Hoewel Corona synoniem staat voor een bak ellende, vind ik dat deze crisis toch één lichtpuntje in onze Etiquette heeft voortgebracht: we zijn – in elk geval voorlopig – van het gezoen af.
Niet alle gezoen, wel te verstaan – maar de zogenaamd drie verplichte zoenen die anderen en ook ikzelf lukraak uitdeelden aan collega’s, ooms, tantes, verre neven, vage kennissen, en natuurlijk onze flightgenoten na afloop van het spelen – dat type zoenen zijn we gelukkig kwijt.

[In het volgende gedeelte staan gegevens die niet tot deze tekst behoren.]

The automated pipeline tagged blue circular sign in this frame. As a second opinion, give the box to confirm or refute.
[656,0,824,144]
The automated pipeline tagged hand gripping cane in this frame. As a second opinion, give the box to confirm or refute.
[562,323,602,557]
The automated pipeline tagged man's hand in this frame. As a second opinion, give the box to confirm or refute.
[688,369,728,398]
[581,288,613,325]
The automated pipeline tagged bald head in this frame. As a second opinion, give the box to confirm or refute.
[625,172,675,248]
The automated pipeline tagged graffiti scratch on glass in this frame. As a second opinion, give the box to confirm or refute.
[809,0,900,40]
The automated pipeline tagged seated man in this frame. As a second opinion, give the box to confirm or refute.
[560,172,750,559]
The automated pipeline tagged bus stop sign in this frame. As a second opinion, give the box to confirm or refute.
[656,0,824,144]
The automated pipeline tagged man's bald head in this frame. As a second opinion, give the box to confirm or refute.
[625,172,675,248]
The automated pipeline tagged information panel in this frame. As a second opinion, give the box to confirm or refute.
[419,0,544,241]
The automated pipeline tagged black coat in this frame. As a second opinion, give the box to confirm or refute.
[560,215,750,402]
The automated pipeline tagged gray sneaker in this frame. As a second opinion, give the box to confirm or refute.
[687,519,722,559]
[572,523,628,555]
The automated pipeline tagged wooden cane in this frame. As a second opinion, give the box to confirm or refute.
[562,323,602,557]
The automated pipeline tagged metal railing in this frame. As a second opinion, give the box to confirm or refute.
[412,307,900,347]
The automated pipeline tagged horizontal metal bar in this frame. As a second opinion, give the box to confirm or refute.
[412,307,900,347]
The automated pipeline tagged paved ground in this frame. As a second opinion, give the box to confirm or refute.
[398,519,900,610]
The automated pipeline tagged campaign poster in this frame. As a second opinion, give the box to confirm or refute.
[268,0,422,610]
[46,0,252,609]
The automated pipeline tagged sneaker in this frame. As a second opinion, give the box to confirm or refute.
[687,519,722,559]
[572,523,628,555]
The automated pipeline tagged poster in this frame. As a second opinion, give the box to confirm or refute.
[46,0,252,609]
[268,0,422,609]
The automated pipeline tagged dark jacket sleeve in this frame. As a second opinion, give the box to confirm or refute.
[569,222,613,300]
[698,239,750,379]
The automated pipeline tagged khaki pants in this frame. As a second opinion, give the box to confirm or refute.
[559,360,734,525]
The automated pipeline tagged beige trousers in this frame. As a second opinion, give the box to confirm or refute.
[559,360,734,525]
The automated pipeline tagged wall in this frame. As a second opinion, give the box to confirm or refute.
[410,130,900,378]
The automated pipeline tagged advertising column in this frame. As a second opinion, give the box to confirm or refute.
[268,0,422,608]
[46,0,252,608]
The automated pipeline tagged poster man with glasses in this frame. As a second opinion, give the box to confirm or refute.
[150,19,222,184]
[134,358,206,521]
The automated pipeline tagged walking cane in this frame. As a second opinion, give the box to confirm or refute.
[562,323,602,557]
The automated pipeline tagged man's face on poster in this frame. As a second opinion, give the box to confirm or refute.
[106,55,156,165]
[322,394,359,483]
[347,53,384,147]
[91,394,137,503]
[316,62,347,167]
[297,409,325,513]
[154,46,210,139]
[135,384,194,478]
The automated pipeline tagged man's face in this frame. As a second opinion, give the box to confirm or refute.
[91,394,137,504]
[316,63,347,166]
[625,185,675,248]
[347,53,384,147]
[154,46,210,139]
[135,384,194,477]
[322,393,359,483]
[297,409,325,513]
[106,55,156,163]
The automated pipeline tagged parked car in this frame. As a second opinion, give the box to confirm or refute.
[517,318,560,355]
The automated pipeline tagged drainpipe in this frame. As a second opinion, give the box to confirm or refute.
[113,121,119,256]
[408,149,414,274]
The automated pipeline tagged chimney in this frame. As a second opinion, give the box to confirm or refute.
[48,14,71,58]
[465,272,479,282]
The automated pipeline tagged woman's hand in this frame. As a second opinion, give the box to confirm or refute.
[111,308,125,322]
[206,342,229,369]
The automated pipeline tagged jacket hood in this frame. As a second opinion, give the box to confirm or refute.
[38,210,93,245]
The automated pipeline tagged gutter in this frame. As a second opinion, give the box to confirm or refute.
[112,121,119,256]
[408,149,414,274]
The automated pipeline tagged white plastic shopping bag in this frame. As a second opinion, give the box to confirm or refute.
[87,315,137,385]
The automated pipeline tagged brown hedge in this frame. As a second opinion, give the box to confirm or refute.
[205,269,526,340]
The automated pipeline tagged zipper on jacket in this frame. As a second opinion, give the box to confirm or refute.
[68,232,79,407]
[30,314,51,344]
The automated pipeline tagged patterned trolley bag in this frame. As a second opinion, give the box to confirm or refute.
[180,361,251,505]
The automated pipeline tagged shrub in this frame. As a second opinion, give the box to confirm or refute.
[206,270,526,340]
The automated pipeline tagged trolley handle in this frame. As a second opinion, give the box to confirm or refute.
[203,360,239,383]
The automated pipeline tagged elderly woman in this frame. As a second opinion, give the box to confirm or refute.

Waarom het er altijd drie moesten zijn, dat is altijd een mysterie gebleven. Iemand is er ooit mee begonnen, waarschijnlijk in de jaren ’70, een omgangsvorm die is overgewaaid vanuit Brabant – zie “Brabantse drieklapper” – en daarna ingeburgerd raakte in heel Nederland.
Persoonlijk vond ik één zoen als bedankje voor het spelen meer dan voldoende, maar als de ander een andere intentie had, dan kreeg je van die ongemakkelijke misverstanden – tja, dan zoen je toch maar door omdat je ook weer niet onbeleefd wil zijn. En dan maar hopen dat je beiden rechts begint, zodat je elkaar niet per ongeluk een echte zoen geeft. Over ongemakkelijk gesproken. Godzijdank kan ik nu die anderhalve meter de schuld geven.
Ik sta niet alleen in mijn enthousiasme over het einde van het zoentijdperk. Iedereen aan wie ik dit voorleg, zegt hetzelfde: “Heerlijk, nooit meer van die kleffe, natte zoenen op je wangen!” Blijkbaar zoenen we dus al sinds de jaren ’70 met gezonde tegenzin. Ook referee Ingeborg Slikker treurt er niet om dat we per ronde drie, zes, of, bij vierballen, zelfs negen zoenen mogen overslaan. Bij een 6-bal Scramble of Caroussel zou het gezoen zelfs oplopen tot 5 x 3 = 15 zoenen. ‘Je medespelers bedanken voor het spelen is natuurlijk wel een belangrijk onderdeel van de Etiquette. Maar hier in Nederland waren we wel érg doorgeslagen in het aantal zoenen dat we elkaar gaven.’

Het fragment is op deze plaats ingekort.